Никто не воспринимал этого всерьез.
— Никто. — Я
заглянул в блокнот. — У меня какие-нибудь нестандартные размеры?
— Нет. — Он
не дал мне сменить тему. — Зато я говорю серьезно. Роман умер. Умер, подобно
алхимии. — Убрал руку с циркулем за спину, чтобы не отвлекаться. — Я понял это
еще до войны. И знаете, что я тогда сделал? Сжег все романы, которые нашел в
своей библиотеке. Диккенса. Сервантеса. Достоевского. Флобера. Великих и малых.

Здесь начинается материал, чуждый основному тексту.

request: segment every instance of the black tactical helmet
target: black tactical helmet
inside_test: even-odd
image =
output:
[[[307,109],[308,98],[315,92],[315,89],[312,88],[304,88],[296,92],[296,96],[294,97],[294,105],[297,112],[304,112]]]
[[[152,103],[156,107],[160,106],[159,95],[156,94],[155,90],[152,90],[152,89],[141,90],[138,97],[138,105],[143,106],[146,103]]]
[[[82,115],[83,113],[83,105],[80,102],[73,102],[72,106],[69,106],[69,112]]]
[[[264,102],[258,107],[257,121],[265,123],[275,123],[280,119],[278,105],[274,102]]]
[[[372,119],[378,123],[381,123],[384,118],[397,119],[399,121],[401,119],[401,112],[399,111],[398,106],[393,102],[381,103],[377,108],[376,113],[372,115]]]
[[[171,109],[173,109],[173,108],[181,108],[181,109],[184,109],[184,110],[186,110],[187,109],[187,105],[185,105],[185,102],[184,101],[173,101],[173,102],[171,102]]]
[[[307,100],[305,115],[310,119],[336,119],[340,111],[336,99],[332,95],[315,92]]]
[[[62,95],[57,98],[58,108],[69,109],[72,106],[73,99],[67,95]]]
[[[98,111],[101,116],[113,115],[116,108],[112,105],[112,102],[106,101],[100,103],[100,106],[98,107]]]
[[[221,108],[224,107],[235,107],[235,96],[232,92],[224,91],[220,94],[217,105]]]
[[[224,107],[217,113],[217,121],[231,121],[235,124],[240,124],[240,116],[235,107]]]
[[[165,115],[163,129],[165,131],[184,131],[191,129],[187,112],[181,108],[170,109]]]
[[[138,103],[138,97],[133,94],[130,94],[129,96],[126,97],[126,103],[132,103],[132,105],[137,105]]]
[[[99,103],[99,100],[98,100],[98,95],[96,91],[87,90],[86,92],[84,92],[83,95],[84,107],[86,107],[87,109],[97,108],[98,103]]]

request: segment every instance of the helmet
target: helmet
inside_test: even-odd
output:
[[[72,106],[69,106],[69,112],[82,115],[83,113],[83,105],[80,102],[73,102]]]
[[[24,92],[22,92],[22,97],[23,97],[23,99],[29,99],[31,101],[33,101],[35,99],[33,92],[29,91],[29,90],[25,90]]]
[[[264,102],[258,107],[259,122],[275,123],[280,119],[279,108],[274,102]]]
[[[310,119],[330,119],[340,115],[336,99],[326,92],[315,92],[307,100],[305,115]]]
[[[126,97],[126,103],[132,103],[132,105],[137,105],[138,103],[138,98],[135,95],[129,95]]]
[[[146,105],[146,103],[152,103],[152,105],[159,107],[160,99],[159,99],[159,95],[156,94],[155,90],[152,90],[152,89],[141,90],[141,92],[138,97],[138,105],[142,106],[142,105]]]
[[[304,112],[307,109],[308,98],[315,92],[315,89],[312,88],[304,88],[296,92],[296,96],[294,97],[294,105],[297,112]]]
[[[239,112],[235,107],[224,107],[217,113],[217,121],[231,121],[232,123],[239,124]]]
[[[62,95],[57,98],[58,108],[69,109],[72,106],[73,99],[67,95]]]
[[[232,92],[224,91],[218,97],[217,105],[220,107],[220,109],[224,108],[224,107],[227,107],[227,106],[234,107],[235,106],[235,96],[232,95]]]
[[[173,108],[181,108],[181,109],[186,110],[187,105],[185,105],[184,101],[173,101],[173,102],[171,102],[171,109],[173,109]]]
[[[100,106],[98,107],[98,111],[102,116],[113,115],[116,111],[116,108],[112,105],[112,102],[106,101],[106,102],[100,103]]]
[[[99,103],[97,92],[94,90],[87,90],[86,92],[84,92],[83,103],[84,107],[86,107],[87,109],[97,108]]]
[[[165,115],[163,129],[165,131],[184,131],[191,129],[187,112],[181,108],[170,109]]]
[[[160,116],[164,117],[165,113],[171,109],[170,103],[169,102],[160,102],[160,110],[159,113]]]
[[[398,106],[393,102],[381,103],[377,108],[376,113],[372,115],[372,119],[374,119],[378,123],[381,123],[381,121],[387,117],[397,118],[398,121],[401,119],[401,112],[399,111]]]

Сжег даже собственную книгу — я написал ее в молодости, по недомыслию. Развел
костер во дворе. Они горели весь день. Дым их развеялся в небе, пепел — в
земле. Это было очищение огнем. С тех пор я здоров и счастлив. — Вспомнив, как
уничтожал собственные рукописи, я подумал, что красивые жесты и вправду
впечатляют — если они тебе по плечу. Он стряхнул пыль с какой-то книги. — Зачем
продираться сквозь сотни страниц вымысла в поисках мелких доморощенных истин?
— Ради
удовольствия?
—
Удовольствия! — передразнил он. — Слова нужны, чтобы говорить правду. Отражать
факты, а не фантазии.
— Ясно.
— Вот зачем.
— Биография Франклина Рузвельта. — И вот. — Французский учебник астрофизики. —
И вот. Посмотрите. — Это была старая брошюра «Назидание грешникам. Предсмертная
исповедь Роберта Фулкса, убийцы. 1679». — Нате-ка, прочтите, пока вы тут. Она
убедительнее всяких там исторических романов.